Is the interaction between Clinical Researchers and Statisticians working? My insight after reading four failed clinical trials on immunotherapy

albertoca · August 5, 2019, 8:05am

In my opinion, immunotherapy has meant a spectacular improvement in OS in many tumors (melanoma , lung cancer…). So who cares about a technicality when all patients used to die and now there is a large subgroup that survives in the long term? Trials were declared positive with or without the PH assumption. However, as has been common in other areas of science, the great effects have been the first to be revealed, but this will be seen less and less frequently in future trials. Now we have to work finer because there are indications in which immunotherapy may have clinically significant benefit, even if it is not gigantic. These situations will be very important for a smaller but still substantial percentage of patients. For this reason, it is necessary that very fine threads are spun from now on. The prescriptions that have worked before, I don’t think they do it anymore.

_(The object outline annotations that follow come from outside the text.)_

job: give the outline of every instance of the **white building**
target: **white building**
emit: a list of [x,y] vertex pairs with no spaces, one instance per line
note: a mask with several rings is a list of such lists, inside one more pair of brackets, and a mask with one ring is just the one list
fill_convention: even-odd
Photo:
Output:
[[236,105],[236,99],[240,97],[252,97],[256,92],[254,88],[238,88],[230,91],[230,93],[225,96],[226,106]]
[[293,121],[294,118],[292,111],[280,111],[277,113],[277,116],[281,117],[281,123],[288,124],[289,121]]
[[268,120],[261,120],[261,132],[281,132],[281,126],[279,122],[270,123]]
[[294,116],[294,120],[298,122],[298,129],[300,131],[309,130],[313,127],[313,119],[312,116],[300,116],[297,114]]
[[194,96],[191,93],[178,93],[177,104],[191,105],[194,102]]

For example, in contrast to the success achieved in lung cancer, melanoma, etc., the clinical development of immunotherapy in gastric cancer is not going well, although it is clear that some subtypes are very immunogenic, possibly as much as lung cancer. The reason why it is not going well is complex, and possibly has to do with the lack of good biomarkers, but also with the inability to detect modest but substantial effects in a non-PH situation. What is a substantial effect? For ESMO, a 10-15% increase in three-year survival would be a high benefit. I doubt that with Cox regression, we can detect these differences in all cases, despite being considered important by clinicians, in tumors such as gastric cancer.

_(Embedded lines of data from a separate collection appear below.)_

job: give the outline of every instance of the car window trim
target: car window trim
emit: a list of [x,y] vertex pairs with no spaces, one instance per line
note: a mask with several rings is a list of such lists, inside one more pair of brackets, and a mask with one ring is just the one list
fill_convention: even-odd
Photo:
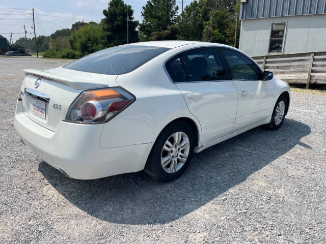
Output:
[[[223,60],[224,62],[225,62],[225,65],[226,65],[227,66],[227,70],[228,70],[228,72],[230,75],[230,78],[232,80],[242,80],[242,81],[252,81],[252,80],[262,80],[262,73],[263,73],[263,71],[262,69],[260,68],[260,67],[258,65],[257,65],[257,64],[256,63],[256,62],[254,60],[254,59],[253,59],[251,57],[249,56],[248,55],[244,55],[243,54],[243,53],[242,53],[239,51],[238,51],[236,50],[234,50],[232,48],[229,48],[228,47],[217,47],[216,49],[218,49],[219,50],[219,51],[221,53],[221,55],[222,56],[222,58],[223,59]],[[228,61],[226,59],[226,57],[225,57],[225,56],[224,56],[224,54],[223,54],[223,53],[222,51],[222,49],[225,49],[225,50],[227,50],[228,51],[231,51],[233,52],[234,52],[235,53],[238,53],[240,55],[242,55],[242,56],[243,56],[245,57],[247,57],[247,58],[248,58],[250,61],[251,61],[252,62],[252,63],[254,64],[254,65],[255,65],[256,67],[258,68],[258,70],[259,71],[259,80],[254,80],[254,79],[233,79],[232,78],[232,71],[231,70],[231,68],[230,67],[230,66],[229,65],[229,63],[228,63]]]
[[[199,82],[225,82],[225,81],[232,81],[232,79],[231,79],[231,77],[232,76],[230,76],[229,75],[228,75],[228,72],[226,71],[226,67],[225,67],[225,65],[224,63],[224,60],[222,59],[222,57],[221,56],[221,54],[220,54],[218,50],[217,50],[217,48],[219,47],[218,46],[206,46],[206,47],[197,47],[197,48],[192,48],[191,49],[188,49],[188,50],[186,50],[185,51],[183,51],[182,52],[179,52],[179,53],[177,53],[177,54],[175,54],[174,56],[173,56],[172,57],[171,57],[170,58],[168,58],[164,64],[163,65],[163,67],[164,69],[164,70],[165,71],[166,73],[169,75],[169,77],[170,78],[170,81],[174,84],[175,83],[178,83],[178,84],[181,84],[181,83],[199,83]],[[205,50],[205,49],[211,49],[211,50],[214,50],[215,51],[215,52],[216,52],[216,54],[218,55],[218,56],[220,58],[220,59],[221,62],[221,64],[222,65],[222,66],[223,67],[223,68],[224,69],[224,71],[225,73],[225,75],[227,78],[227,79],[226,80],[198,80],[198,81],[189,81],[189,79],[188,78],[188,75],[187,74],[187,72],[185,71],[185,69],[184,68],[184,64],[183,64],[183,61],[182,60],[182,59],[181,58],[181,56],[182,55],[183,55],[185,53],[186,53],[187,52],[192,52],[194,51],[195,50]],[[184,71],[184,73],[186,75],[186,76],[187,77],[187,79],[188,80],[187,81],[173,81],[173,79],[172,79],[172,77],[171,77],[171,75],[170,75],[170,73],[169,73],[169,71],[168,70],[168,69],[167,68],[167,64],[169,62],[170,60],[174,59],[177,59],[177,58],[180,58],[180,60],[181,62],[181,64],[182,64],[182,68],[183,69],[183,71]]]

albertoca · August 5, 2019, 8:07am

It was seeminly removed from CRAN and seems to produce errors… ¿?

f2harrell · August 5, 2019, 11:42am

I don’t believe in Bayes factors as measures of evidence, and it’s hard to apply them other than for a one-dimensional parameter. Instead, you can calculate Bayesian posterior probabilities from a two-treatment-parameter proportional hazards model:

P(the two survival curves differ at any time t)
P(the hazard functions differ at a specify time t)
P(treatment effect is accelerating over time)
P(treatment effect changes directions over time)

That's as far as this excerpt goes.